At first glance, I really liked this post about the Zen of attraction. As I read the ten principles to the Zen of attraction, I thought, “Wow! This would be a great way to decrease drama in my life! If I could only do this, then my relationships would be so much easier!”
I still think it bears reading and a good “hmmmm.” But as I thought about it, especially in consideration of Helen Fisher’s Why We Love, which explains the chemistry actually going on in your brain when you are attracted to someone, I don’t think that a Zen approach to NRE (New Relationship Energy, for those not lucky enough to have experienced it recently) is all that realistic. Thing is, when we are experiencing attraction, our brain chemistry is different. New lovers experience high levels of chemicals that allow them to do things like stay up all night, pass sleepless nights thinking of one another and talk incessantly. I’m not saying that that type of chemistry can’t be fought or controlled, but my question is: is it very Zen to do so? We only get NRE for a short while, and then our brain stabilizes (thank goodness; how many nights can you really stay awake mooning over a new lover?) and returns to a more sustainable level of intimacy. Being Zen about a new attraction–promising, offering, needing nothing–doesn’t really seem to respect the chemistry of the brain.
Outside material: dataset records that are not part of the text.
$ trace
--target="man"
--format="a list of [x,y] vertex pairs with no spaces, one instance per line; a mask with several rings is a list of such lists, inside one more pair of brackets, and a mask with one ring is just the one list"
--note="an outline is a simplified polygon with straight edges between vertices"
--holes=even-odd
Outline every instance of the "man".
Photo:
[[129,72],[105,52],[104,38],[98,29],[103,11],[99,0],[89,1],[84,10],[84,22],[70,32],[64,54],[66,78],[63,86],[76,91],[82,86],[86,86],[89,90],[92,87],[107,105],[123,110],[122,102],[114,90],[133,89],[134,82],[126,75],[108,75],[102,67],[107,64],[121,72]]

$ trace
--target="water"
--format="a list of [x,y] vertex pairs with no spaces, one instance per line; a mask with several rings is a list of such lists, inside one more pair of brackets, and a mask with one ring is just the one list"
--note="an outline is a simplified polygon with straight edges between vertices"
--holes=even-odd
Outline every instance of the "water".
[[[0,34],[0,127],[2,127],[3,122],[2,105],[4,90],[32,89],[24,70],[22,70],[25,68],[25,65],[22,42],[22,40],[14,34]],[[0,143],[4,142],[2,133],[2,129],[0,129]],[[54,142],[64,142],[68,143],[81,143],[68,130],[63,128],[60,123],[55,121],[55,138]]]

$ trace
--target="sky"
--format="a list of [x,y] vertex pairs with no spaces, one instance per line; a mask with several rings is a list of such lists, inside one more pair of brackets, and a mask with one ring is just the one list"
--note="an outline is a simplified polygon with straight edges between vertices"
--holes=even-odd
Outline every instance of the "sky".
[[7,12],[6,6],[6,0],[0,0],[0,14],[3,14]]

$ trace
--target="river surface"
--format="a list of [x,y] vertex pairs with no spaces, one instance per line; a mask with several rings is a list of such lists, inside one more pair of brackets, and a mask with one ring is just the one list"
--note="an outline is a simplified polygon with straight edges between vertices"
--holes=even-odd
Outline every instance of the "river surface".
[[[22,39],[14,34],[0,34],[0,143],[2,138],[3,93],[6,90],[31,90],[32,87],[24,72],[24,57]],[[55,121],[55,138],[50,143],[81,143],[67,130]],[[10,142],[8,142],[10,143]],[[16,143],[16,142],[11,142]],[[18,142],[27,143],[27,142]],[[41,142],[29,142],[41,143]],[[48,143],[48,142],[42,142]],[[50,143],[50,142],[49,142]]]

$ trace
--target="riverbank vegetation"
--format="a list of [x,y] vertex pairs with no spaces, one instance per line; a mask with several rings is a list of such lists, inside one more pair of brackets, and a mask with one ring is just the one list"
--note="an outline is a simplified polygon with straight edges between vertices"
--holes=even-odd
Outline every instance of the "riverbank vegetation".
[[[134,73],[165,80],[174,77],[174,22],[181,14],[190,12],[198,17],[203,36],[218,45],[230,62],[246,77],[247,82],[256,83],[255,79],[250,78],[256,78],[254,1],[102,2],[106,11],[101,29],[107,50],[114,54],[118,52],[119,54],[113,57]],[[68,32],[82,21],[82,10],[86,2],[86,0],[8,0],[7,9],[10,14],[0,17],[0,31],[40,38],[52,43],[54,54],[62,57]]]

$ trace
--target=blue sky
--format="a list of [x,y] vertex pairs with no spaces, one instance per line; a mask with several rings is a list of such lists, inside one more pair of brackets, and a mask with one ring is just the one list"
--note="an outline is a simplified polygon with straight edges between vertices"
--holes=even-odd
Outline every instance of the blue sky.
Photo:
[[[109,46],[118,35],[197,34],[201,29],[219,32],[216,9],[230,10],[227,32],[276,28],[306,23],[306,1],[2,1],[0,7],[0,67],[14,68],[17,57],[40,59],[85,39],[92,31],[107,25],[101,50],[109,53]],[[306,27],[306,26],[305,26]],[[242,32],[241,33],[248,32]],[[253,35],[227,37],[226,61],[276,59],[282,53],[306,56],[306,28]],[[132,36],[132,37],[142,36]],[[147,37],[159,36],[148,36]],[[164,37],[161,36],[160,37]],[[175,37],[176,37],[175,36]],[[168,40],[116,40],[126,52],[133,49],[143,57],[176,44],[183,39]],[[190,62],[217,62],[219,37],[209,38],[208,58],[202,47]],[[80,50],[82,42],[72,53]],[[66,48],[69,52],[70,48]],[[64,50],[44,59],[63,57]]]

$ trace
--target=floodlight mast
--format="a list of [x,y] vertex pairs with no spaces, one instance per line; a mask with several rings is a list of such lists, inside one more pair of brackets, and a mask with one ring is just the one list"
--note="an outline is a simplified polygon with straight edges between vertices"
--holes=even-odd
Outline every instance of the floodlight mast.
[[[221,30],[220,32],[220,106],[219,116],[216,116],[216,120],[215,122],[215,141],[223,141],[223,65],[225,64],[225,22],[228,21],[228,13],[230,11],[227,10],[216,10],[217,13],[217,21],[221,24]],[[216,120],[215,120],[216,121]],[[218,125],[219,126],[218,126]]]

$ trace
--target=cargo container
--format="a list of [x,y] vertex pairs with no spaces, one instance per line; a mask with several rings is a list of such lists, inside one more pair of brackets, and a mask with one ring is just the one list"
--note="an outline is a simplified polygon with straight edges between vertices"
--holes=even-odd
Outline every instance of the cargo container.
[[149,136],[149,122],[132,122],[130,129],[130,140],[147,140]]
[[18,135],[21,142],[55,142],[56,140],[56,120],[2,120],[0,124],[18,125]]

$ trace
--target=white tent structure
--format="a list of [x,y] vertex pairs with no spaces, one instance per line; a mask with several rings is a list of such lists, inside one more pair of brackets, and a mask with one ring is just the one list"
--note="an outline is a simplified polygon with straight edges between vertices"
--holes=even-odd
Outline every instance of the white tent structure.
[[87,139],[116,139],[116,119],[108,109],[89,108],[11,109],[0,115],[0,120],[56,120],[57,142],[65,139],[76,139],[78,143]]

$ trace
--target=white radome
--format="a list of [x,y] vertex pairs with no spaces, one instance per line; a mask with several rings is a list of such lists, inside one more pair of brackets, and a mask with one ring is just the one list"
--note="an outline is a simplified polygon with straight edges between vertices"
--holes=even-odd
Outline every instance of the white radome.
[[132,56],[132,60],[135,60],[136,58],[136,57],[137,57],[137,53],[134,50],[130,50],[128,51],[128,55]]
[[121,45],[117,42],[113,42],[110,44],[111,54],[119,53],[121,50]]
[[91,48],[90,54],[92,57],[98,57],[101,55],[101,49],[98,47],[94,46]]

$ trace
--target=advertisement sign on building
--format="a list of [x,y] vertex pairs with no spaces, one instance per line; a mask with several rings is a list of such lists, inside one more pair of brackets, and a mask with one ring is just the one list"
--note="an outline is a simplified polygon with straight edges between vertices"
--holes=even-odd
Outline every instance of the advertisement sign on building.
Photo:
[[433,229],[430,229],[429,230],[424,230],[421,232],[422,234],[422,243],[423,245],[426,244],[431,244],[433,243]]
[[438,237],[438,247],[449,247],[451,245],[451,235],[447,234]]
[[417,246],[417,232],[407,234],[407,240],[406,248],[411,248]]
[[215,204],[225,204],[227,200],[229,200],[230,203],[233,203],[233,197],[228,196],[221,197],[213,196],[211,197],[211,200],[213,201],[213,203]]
Now, I’m not saying that we should just all go hog-wild and give in to the glorious thrill that is NRE. I’ve seen many a relationship destroyed by a partner who got too embroiled in NRE and neglected his other partners or her other obligations in life. And I actually think it’s a good idea not to make promises or raise expectations too high and just accept and enjoy the moment, whatever that may be. Perhaps I’m suggesting a balance between complete Zen calm and the silly unreasonableness of NRE. What do you think?